Schuld, Sinayskiy, & Petruccione [78] presented a systematic overview of the emerging field of quantum machine learning, describing the approaches, technical details, and future quantum learning theory. The presentation included discussions on the various approaches for relating seven standard methods of the classical machine learning algorithms: support vector machine, k-nearest neighbour, neural network, k-means clustering, hidden Markov model, decision trees and Bayesian theory to quantum physics. The discussion focused mainly on the quantum machine learning approach for pattern classification and clustering.
Pattern classification is one of the major tasks under supervised machine learning. Most quantum machine learning algorithms are built to address this area of machine learning to extend or improve the classical version. Schuld, Sinayskiy and Petruccione [167] used the pattern classification examples to briefly introduce quantum machine learning. Their work presented an algorithm for quantum pattern classification using Trugenberge's proposal to measure Hamming distance on the quantum computer. Schuld, Fingerhuth and Petruccione [168] implemented a distance-based classifier using a quantum interference circuit. In their approach, a new perspective was proposed where the distance measure of a distance-based classifier was evaluated using quantum interference in quantum parallel instead of the usual approach of the quantum machine merely mimicking the classical machine learning methods. Their approach was demonstrated on a simplified supervised pattern recognition task based on binary pattern classification.

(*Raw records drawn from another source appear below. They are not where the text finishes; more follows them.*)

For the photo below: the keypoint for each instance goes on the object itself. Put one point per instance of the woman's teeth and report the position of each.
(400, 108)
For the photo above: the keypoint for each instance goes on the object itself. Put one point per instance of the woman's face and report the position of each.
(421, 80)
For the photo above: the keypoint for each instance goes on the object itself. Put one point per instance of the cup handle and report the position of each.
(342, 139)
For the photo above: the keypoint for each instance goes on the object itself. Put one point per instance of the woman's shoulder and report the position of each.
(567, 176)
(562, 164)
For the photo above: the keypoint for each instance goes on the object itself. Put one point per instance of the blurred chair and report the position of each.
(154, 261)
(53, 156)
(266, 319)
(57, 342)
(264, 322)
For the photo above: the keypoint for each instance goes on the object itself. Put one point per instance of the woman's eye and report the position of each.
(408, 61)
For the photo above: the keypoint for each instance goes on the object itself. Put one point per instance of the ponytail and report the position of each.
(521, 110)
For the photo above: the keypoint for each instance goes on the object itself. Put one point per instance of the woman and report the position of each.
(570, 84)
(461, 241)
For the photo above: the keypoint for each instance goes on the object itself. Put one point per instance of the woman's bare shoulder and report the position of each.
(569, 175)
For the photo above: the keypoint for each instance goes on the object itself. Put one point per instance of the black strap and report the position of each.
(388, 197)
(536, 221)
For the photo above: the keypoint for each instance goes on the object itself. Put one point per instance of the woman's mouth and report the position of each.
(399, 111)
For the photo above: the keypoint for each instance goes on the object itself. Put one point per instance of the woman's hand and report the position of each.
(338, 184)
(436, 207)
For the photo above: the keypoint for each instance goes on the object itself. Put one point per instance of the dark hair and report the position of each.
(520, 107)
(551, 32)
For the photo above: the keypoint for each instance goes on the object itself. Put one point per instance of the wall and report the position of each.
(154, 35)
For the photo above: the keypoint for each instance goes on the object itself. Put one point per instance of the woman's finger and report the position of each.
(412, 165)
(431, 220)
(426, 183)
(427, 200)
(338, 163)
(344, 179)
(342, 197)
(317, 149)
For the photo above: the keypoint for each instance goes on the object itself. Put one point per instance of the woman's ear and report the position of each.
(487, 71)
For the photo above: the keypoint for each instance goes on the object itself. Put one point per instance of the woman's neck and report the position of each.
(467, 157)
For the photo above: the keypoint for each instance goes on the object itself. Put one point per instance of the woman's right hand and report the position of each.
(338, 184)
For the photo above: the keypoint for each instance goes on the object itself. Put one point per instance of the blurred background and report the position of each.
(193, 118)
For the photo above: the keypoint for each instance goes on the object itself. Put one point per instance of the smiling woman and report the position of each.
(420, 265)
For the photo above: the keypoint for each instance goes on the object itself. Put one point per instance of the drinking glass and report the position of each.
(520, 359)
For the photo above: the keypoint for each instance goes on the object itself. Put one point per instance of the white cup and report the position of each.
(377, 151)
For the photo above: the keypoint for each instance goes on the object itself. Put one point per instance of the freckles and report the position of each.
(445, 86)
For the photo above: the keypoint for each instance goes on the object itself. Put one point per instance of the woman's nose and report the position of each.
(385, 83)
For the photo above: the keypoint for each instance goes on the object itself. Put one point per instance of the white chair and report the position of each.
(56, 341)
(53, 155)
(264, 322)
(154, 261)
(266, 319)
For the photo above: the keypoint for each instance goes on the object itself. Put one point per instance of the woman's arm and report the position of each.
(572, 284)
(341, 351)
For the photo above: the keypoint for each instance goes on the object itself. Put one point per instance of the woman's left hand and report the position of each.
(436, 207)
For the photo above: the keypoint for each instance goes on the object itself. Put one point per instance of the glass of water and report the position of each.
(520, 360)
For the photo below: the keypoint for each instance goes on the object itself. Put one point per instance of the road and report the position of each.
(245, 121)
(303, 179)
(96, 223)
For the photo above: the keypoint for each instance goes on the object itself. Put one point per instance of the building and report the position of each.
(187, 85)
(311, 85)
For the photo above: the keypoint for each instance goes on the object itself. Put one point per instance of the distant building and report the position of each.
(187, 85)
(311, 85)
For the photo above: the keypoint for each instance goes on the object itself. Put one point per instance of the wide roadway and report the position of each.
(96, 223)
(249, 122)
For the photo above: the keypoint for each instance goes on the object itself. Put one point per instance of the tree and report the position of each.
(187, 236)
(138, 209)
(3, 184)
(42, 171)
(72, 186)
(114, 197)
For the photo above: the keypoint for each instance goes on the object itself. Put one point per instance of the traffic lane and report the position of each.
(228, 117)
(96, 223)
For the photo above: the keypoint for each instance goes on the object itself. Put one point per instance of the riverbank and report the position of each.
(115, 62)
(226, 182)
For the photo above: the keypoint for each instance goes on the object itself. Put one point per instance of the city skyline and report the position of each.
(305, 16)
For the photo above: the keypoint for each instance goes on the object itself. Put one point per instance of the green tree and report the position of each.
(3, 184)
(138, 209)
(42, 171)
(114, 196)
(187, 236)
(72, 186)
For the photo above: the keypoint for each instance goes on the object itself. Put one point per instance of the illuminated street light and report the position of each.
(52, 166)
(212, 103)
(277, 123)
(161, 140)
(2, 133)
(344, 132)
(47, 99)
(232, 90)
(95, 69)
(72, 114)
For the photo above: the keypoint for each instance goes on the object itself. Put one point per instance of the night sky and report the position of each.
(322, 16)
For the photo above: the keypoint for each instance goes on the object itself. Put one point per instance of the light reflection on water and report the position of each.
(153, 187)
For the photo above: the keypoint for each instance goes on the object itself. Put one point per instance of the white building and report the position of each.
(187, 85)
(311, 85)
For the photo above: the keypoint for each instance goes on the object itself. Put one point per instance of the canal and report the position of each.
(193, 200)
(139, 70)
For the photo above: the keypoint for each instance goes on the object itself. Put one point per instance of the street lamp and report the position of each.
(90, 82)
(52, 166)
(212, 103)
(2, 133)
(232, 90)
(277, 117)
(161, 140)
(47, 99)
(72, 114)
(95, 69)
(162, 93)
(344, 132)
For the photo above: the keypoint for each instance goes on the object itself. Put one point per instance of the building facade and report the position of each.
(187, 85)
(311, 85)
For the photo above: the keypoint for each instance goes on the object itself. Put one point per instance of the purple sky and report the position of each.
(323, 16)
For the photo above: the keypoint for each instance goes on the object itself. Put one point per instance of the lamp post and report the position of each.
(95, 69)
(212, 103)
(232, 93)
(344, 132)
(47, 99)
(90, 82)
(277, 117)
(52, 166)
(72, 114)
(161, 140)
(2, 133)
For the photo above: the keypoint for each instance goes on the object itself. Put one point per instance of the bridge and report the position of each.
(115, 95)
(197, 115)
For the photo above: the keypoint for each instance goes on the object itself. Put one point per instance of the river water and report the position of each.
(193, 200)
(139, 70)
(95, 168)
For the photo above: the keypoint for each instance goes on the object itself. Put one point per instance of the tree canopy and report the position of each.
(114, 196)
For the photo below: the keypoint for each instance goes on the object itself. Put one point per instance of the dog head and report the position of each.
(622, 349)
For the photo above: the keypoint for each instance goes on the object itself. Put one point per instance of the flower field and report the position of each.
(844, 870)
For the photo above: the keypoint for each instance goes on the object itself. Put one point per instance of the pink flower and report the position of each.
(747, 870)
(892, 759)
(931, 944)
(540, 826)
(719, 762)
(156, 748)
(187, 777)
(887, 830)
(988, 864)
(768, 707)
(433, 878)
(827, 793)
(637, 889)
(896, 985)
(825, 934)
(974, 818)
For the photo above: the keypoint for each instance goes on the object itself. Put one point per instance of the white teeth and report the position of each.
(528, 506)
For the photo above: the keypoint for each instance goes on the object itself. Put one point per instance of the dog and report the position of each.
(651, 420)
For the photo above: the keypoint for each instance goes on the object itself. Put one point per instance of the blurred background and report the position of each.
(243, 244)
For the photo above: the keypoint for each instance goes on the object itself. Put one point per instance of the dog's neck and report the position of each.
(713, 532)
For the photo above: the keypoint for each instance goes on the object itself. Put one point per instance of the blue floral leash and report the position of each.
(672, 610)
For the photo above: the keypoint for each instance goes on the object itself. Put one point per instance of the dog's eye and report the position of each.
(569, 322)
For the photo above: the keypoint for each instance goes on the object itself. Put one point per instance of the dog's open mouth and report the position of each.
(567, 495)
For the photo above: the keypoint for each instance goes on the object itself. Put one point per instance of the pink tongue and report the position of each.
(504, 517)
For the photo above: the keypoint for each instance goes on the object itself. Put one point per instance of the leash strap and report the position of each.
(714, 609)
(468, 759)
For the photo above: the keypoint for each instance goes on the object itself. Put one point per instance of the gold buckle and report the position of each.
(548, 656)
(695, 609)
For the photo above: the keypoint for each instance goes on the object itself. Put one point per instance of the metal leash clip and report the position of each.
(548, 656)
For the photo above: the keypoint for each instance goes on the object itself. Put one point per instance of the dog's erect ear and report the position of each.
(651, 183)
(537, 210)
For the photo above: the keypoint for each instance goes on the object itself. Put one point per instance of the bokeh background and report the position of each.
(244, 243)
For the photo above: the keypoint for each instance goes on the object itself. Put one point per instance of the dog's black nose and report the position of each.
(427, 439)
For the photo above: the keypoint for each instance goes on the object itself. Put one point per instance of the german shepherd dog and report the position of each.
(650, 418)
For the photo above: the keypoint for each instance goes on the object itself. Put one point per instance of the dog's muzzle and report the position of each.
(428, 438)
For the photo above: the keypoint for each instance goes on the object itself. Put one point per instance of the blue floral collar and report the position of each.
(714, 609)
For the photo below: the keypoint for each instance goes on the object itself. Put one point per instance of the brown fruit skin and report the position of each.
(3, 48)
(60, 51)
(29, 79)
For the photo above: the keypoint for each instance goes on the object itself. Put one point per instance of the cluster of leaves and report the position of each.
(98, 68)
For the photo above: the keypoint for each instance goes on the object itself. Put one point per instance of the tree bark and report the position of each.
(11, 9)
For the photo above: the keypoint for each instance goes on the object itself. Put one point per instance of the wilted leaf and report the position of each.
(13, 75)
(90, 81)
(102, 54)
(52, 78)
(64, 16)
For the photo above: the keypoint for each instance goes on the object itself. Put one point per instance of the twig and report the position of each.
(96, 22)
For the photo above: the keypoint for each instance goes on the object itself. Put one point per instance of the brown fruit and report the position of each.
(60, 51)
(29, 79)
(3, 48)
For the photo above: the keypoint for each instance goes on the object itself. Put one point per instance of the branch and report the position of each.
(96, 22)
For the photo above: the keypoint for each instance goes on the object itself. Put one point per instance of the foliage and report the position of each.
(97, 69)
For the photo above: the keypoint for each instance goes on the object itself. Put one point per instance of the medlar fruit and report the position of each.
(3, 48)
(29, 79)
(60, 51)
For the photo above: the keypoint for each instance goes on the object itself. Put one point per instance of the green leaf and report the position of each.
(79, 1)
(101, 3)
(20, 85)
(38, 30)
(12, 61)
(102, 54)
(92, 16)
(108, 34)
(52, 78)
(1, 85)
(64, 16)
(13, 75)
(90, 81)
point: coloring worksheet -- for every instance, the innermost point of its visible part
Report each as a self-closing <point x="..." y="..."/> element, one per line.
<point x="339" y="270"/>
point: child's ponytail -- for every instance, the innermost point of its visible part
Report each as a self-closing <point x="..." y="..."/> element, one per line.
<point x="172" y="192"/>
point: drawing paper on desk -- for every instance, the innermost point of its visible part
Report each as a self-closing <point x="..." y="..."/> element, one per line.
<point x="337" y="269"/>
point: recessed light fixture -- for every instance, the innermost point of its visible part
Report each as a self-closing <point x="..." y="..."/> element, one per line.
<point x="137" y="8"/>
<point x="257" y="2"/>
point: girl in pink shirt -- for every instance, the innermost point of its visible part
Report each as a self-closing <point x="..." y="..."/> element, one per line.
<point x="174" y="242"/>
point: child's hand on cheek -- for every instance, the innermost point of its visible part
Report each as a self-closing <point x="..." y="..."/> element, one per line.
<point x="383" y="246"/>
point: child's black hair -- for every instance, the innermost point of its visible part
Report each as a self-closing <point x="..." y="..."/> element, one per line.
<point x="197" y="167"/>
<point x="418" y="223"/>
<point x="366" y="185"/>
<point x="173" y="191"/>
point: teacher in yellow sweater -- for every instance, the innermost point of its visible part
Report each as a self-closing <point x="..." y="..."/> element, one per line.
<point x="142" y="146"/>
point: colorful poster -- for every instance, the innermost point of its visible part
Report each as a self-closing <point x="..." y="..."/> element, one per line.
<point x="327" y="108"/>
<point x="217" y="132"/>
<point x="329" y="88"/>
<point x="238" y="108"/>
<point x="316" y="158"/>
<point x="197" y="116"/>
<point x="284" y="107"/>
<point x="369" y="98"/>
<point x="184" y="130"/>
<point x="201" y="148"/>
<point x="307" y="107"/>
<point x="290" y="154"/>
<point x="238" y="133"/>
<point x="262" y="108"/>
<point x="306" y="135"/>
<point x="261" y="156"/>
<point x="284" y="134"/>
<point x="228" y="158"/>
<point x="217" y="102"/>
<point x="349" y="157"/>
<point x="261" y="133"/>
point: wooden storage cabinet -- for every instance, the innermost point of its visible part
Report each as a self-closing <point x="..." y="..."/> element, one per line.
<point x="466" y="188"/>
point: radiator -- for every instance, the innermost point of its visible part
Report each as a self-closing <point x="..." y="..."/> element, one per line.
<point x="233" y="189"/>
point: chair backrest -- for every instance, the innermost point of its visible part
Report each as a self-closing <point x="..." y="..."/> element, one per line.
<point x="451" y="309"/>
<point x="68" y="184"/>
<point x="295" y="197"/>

The kernel-based machine learning method is another aspect of machine learning where quantum computing has been applied for data analysis application areas. The ability of quantum computing to efficiently manipulate exponentially large quantum space enables the fast evaluation of the kernel function more efficiently than classical computers. Blank et al. [169] presented a compact quantum circuit for constructing a kernel-based binary classifier. Their model incorporated compact amplitude encoding of real-valued data, which reduced the number of qubits by two and linearly reduced the number of training steps. Another kernel-based quantum binary classifier was presented by Blank et al. [170]. Their distance-based quantum classifier has its kernel designed using the quantum state fidelity between the training and the test data so that the quantum kernel can be systematically tailored with a quantum circuit. The training data can be assigned arbitrary weight, and the kernel can be raised to arbitrary power.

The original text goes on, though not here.